Glengarry Glen Ross

This may seem strange, but sometimes the bad things are easier to write about than the good ones.

Tuesday night we saw Elektra, hated it, and I had no problem coming up with a couple of hundred pithy words on why it sucked.

Tonight we saw Glengarry Glen Ross, loved every second, and I’m speechless.

Al Pacino is great, but you knew he would be. Bobby Cannavale, who carries as much of the play as Pacino, is also great, but that was no surprise either. I see Cannavale on Nurse Jackie and know what he can do with a role.

The play is fantastic,David Mamet got a Pulitzer prize for writing it, but that’s why they made a movie of it 30 years ago, when Pacino was young and handsome and played the role Cannavale plays now of Rick Roma, the hotshot, ruthless sales star of the office.

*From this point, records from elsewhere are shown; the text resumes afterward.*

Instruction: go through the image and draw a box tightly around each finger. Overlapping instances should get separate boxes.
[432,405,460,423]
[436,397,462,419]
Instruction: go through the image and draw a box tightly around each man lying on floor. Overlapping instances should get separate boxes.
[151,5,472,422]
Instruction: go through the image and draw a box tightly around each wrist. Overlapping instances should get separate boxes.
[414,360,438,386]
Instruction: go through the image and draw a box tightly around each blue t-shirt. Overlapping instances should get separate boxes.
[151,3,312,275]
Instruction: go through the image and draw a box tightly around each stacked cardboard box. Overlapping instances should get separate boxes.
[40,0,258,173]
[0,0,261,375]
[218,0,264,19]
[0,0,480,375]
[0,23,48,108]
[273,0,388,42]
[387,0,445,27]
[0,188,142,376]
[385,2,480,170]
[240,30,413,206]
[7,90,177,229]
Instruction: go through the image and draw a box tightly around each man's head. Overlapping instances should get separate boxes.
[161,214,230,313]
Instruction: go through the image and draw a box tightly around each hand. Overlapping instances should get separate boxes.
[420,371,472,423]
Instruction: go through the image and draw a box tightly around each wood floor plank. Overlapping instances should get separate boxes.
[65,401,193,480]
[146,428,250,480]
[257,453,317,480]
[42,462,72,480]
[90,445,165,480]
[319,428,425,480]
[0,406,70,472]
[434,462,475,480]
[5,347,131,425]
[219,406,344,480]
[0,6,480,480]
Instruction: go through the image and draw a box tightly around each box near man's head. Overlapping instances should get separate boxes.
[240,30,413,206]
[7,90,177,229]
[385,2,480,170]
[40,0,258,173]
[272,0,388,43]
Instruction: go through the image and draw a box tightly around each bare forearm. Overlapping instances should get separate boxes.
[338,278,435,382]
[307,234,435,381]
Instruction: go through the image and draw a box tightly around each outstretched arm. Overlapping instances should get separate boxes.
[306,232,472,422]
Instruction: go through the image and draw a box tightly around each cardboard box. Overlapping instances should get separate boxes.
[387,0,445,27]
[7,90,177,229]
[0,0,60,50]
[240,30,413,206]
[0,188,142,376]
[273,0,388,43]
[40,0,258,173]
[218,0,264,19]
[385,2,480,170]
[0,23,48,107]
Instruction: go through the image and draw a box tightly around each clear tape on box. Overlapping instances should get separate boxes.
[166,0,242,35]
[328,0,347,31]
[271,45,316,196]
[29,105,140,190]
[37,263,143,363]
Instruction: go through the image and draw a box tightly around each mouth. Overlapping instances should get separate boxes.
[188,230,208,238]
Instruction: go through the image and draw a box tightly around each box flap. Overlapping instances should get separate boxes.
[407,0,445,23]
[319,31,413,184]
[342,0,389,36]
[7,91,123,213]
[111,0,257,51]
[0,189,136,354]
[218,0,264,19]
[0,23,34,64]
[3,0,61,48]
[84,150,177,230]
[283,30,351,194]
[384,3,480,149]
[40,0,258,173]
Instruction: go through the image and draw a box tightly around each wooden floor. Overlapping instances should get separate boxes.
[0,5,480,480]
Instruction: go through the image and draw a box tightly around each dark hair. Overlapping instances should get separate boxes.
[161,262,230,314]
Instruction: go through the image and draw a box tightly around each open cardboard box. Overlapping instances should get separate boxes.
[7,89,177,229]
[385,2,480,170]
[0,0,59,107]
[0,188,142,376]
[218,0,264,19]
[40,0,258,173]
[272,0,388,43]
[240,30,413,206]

Okay, here’s something I would not have predicted–Pacino gives a wonderful performance without his usual bombast. His character, Shelley “the machine” Levene, is worn and tired, beaten down by life and grasping at straws. He starts with bragadocio and ends with pathos, but keeps the famous Pacino anger in check all the way.

The stage play is quite a bit different from the movie; much funnier in places. The office manager John Williamson, played here by David Harbour, is more wimpy and weasely here than in the film, where they built the role up for Alec Baldwin. My cousin James Foley (who is too good to speak to anyone in the family anymore) directed the movie–blame him.

The play flies by. The first act is three scenes and lasts 45 minutes. The second act is just over an hour, and you’re out the door by 10:10 or earlier. It seems sooner, as you get so enraptured with the performances and the writing and story you’re barely comfortable in your seat and the play is over–that only happens at the really great ones, and this qualifies.

The theater itself gets fewer nice words. The Gerald Schoenfeld Theater was built in 1917, and people were smaller then. They may have reupholstered the seats, but they aren’t any larger, and it’s an awfully close fit, both in legroom and shoulder room. There is less space here than on Southwest Air. The restrooms are downstairs and insufficient. As you enter the stairway, they separate the men on the left and the women on the right so the lines back up correctly.

Even with the tiny seats this was a fantastic night of theater, and in fact it is the specific reason we are in New York. Gail and I were planning a trip to Lake Louise when we noticed this play and its short 73 performance run, and Canada will have to wait.